Sunday, October 30, 2011

The Cost of Cohabitation

I caught the bouquet at my friend’s wedding in June 2008.  Call it maid-of-honor luck, but I didn’t really catch it; it literally fell into my hands in the most beautiful bouquet toss of all time.  The bride tossed it high and fair in the air, and it arced so perfectly towards me that I only moved one foot forward to catch it squarely in my hands.  I jumped up gleefully and held my prize in the air.  Everyone cheered and the photographer snapped my picture.

Grainy picture of the Bouquet Toss
 

But one person watching the bouquet toss wasn’t so happy:  the groom’s conservative grandmother.  As I heard on the wedding video a few months later, in the moments leading up to and immediately following my grand performance in the bouquet toss, Grandma was shouting in panic right next to the videographer, “No, she can’t catch it!  She’s married!  She’s married!”  Her panic made us all laugh uncontrollably because A.  Why was she taking the bouquet toss so seriously?  And B.  She was wrong.  I was not married.  But I was cohabiting with Ian at the time, and the groom’s family had told Grandma a little fib about our marital status to avoid upsetting her because she’s a traditional-values kinda gal.  I think the father-of-the groom confessed our living situation to her privately a few moments after the toss, letting her quietly stew in her renewed disappointment at “kids these days.”  

Chalk one up for the Bouquet Toss’ prognasticative powers because Ian and I were indeed the next couple to get married.  Of course, we had been practicing for awhile.  After our college graduation in 2007 we lived together for three years before tying the knot.  (Parenthetical confession: I should also include our senior year of college in the count because, as his roommates and mine - the bride - can attest, we were playing house then as well.)  

Many couples treat the Move-In question with careful consideration and planning.  I’ve cooed at the preview for the Valentine’s Day movie The Vow where Channing Tatum asks Rachel McAdams to move in with him by spelling it out in blueberries on her pancakes.  Adorable.  But there were no fruited move-in proposals for us.  In fact, I don’t even remember making the decision to move in together.  Without a peep of objection from either sets of parents, we signed a lease on a cute Hyde Park apartment in Chicago.  After a shop-til-you-drop Saturday spent marvelling at the prices of whisks and wastepaper baskets at Ikea, we U-Hauled ourselves into our first apartment and realized quickly that we loved living in sin.  We shopped for groceries together, split household chores, and learned the delicate diplomacy of sheet-sharing in our cozy queen bed.  Ian enjoyed my cooking, and I settled comfortably into never having to take the trash out again.  We fell easily into our cohabitation experiment.  

And it was very much an experiment.  During our cohabitation years, whenever anyone asked about our decision to live together before marriage, we gave the standard metaphorical rationale: that we were taking marriage for a test-drive.  Even if you’re sure you want to buy the all-new Honda Civic, you still test-drive it around the lot, right?  That’s how we felt about marriage:  we were sure we wanted to be with each other, but living together before marriage just seemed like the practical thing to do.  So we test-drove marriage for two years before Ian put a ring on it; three years before I put a ring on him.  It did make the transition to married life very smooth, practically indistinguishable.  In the months following our wedding, whenever folks asked that common courteous question, “How’s married life?”  I felt boring answering, “The same.”  I guess that’s better than responding “We just love filing a single tax return!”  

But there’s one thing I regret about cohabitation:  our money.  

You see, before we got married we kept all of our money in completely separate accounts.  We never considered opening joint accounts during those years because, if cohabitation was an experiment, then we didn’t want to join our assets in case we called it quits.  Plus, I reasoned, some married couples keep their money separate anyway.

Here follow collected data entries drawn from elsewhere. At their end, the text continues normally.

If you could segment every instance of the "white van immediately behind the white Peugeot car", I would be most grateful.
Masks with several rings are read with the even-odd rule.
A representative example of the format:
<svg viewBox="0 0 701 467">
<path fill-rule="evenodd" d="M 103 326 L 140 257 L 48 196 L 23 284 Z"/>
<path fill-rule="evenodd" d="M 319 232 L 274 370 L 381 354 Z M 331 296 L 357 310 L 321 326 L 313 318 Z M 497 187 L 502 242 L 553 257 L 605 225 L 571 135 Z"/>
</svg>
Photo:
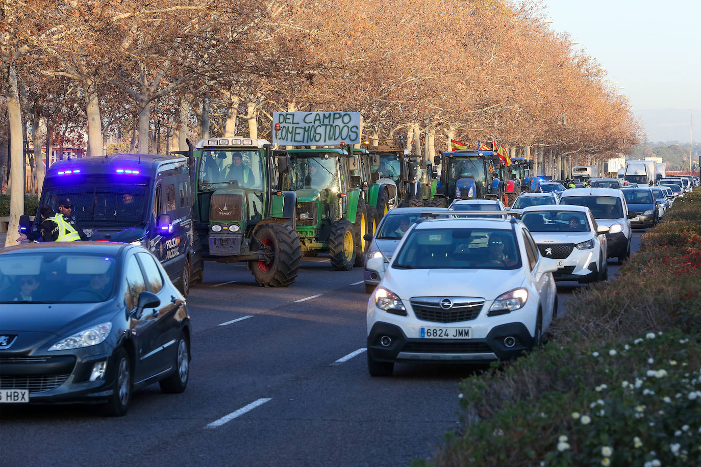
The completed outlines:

Joint accounts aren't even a given in marriage anymore. So we spent our money separately, and we saved it separately.  And it’s the latter that I now regret.  Mutually blind to each other’s bank accounts, we did not plan or save as much as we could have had we pooled our assets while cohabiting.  Of course, I say this with the benefit of hindsight.  I'm sure some long-term living-in-sinners and those who suffer from marriage inequality do pool their money and start financial planning early in their relationships. But we didn't. Joint accounts just weren't something we ever considered before marriage. But now that we’re married and share access to all of our money, we do organize our finances much more efficiently.  

Financial planning is inherently forward-looking.  Yet, with my green visor over my eyes and my checkbook in my hand, I can’t help but look back on those three years of cohabitation with a bit of regret.  Then I remember that, while we can get more money, we can never get more time.  I am lucky to have already had so many loving years with my special someone.